Kebakaran Minggu Malam, Sarinah Tetap Beroperasi


Saksi lain menceritakan orang-orang memecahkan jendela untuk menyelamatkan diri dari kobaran api, sebagian mengalami luka parah, serta orang tua yang panik bergegas ke lokasi dengan mobil untuk memastikan apakah anak-anak mereka terjebak di dalam. Pria muda itu mengatakan ia melihat sekitar 20 orang berusaha keluar dari asap dan api, dan menyamakan apa yang dilihatnya dengan adegan film horor saat ia menyaksikan dari seberang jalan.

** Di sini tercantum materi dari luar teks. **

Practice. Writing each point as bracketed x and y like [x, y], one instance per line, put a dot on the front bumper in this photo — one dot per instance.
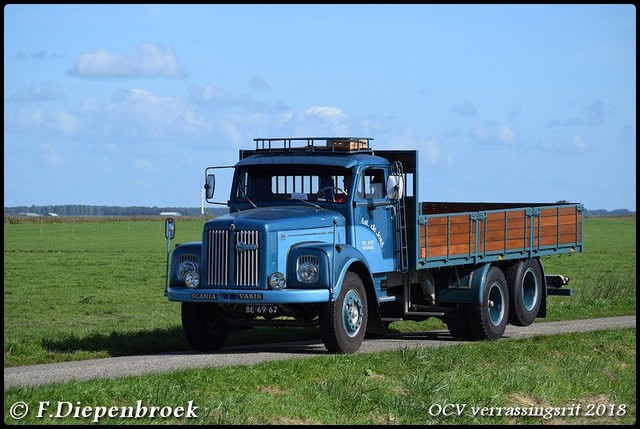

Para pejabat menyebut kebakaran tersebut sebagai ‘embrasement généralisé’, istilah pemadam kebakaran yang menggambarkan kondisi ketika api memicu pelepasan gas-gas mudah terbakar yang kemudian menyala hebat. Fenomena ini dalam istilah pemadam berbahasa Inggris dikenal sebagai flashover atau backdraft.

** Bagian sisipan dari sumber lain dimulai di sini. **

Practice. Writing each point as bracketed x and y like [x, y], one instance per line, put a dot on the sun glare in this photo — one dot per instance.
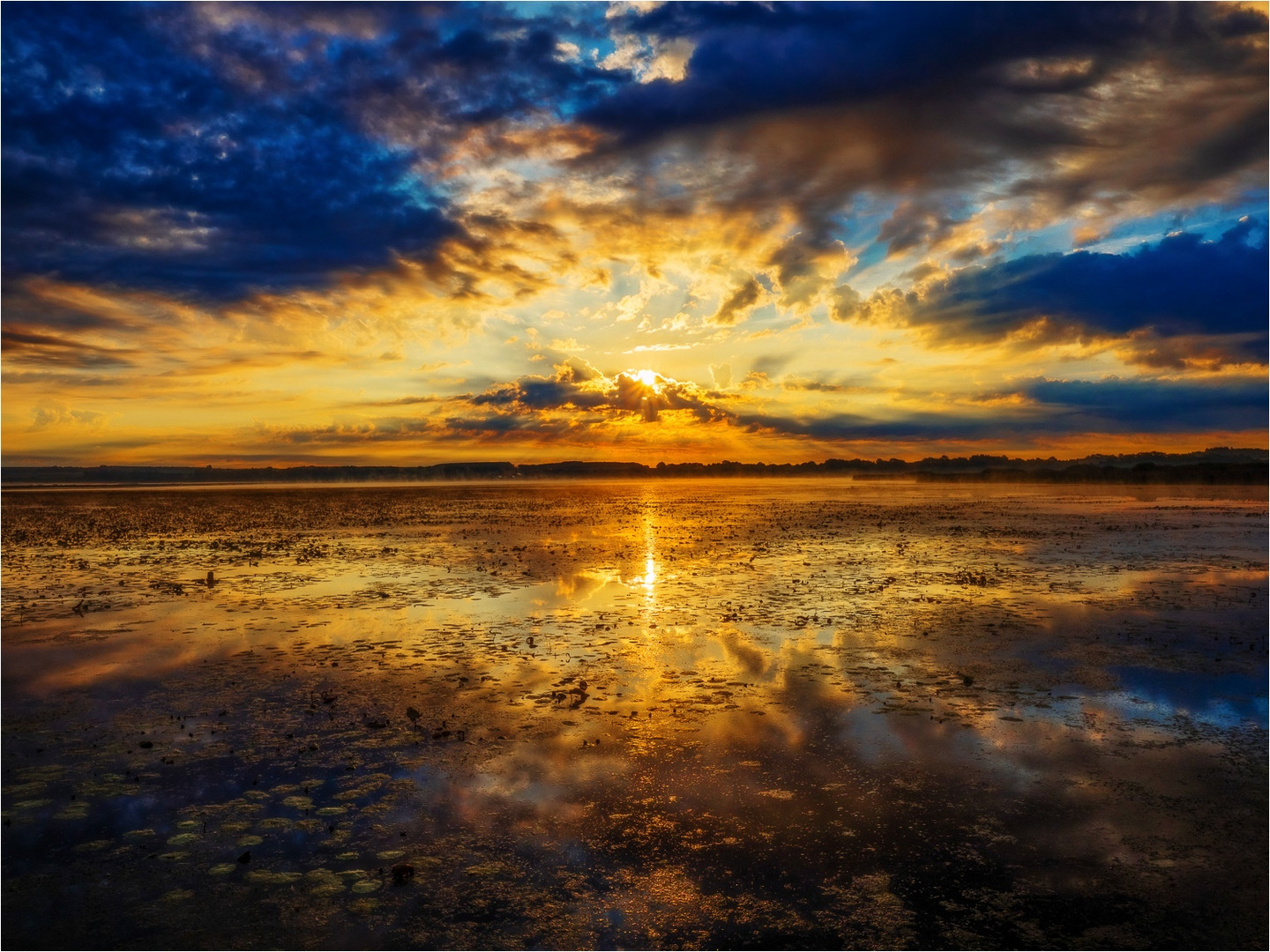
[651, 380]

“Malam ini seharusnya menjadi momen perayaan dan kebersamaan, tetapi berubah menjadi mimpi buruk,” kata Mathias Rénard, kepala pemerintahan regional.

Jumlah korban luka begitu banyak sehingga unit perawatan intensif (ICU) dan ruang operasi di rumah sakit regional dengan cepat mencapai kapasitas penuh. Di wilayah yang tengah ramai wisatawan yang bermain ski di lereng-lereng pegunungan, otoritas setempat meminta warga untuk berhati-hati dalam beberapa hari mendatang guna menghindari kecelakaan apa pun yang dapat memerlukan sumber daya medis yang kini sudah kewalahan.

Dengan jalur ski di ketinggian sekitar 3.000 meter di jantung Pegunungan Alpen Swiss, Crans-Montana merupakan salah satu pusat olahraga musim dingin di wilayah Valais. Wilayah ini menjadi rumah bagi Zermatt, Verbier, dan resor-resor lain yang terletak di antara puncak bersalju dan hutan pinus, menarik penggemar olahraga musim dingin dari seluruh dunia. Resor ini merupakan salah satu lokasi balap utama dalam sirkuit Piala Dunia ski alpen dan akan menjadi tuan rumah kejuaraan dunia berikutnya selama dua pekan pada Februari 2027.

Dalam waktu empat minggu, resor ini juga akan menjadi tuan rumah bagi para pembalap downhill putra dan putri terbaik untuk ajang terakhir mereka sebelum Olimpiade Milan Cortina yang dibuka pada 6 Februari. Crans-Montana juga dikenal sebagai lokasi premium untuk golf internasional. Klub Crans-sur-Sierre menggelar European Masters setiap Agustus di lapangan yang indah dengan pemandangan pegunungan yang menakjubkan. Bar Le Constellation berjarak sekitar 250 meter dari klub golf tersebut.

Kebakaran di Swiss pada Kamis ini terjadi 25 tahun setelah tragedi kebakaran di kota nelayan Volendam, Belanda, pada malam Tahun Baru, yang menewaskan 14 orang dan melukai lebih dari 200 orang saat mereka merayakan di sebuah kafe.

Presiden Swiss Guy Parmelin mengatakan dalam unggahan media sosial bahwa pemerintah menyampaikan simpati kepada para korban, yang terluka, dan keluarga mereka, serta menyampaikan belasungkawa yang tulus.

Kamis merupakan hari pertama Parmelin menjabat presiden, mengingat tujuh anggota pemerintah Swiss bergiliran memegang jabatan tersebut selama satu tahun. Sebagai bentuk penghormatan kepada keluarga para korban, ia menunda pidato Tahun Baru tradisional kepada bangsa yang semula dijadwalkan disiarkan Kamis sore.(dwi)

Baca juga:

Insiden Kebakaran di Sarinah, Manajemen Pastikan Tidak Ada Korban Jiwa dan Tetap Beroperasi Normal


Artikel Asli

Berikan komentar Anda
Lanjut baca:

thumb
14.217 Wisatawan Padati Taman Margasatwa Ragunan pada Malam Tahun Baru
• 12 jam lalujpnn.com
thumb
Prabowo Malam Tahun Baru di Lokasi Bencana, Oso: Tidak Semua Presiden Melakukan Itu
• 15 jam lalukompas.tv
thumb
Gunung Semeru Meletus 4 Kali Hari Ini
• 1 jam lalujpnn.com
thumb
Prabowo: Tak Perlu Bencana Nasional, Kita Serius, 10 Menteri di Aceh Sekarang
• 7 jam lalukumparan.com
thumb
Lalu Lintas Menuju Kebun Binatang Ragunan Padat, Antrean Kendaraan Capai 1,3 Km
• 13 jam lalukumparan.com
Berhasil disimpan.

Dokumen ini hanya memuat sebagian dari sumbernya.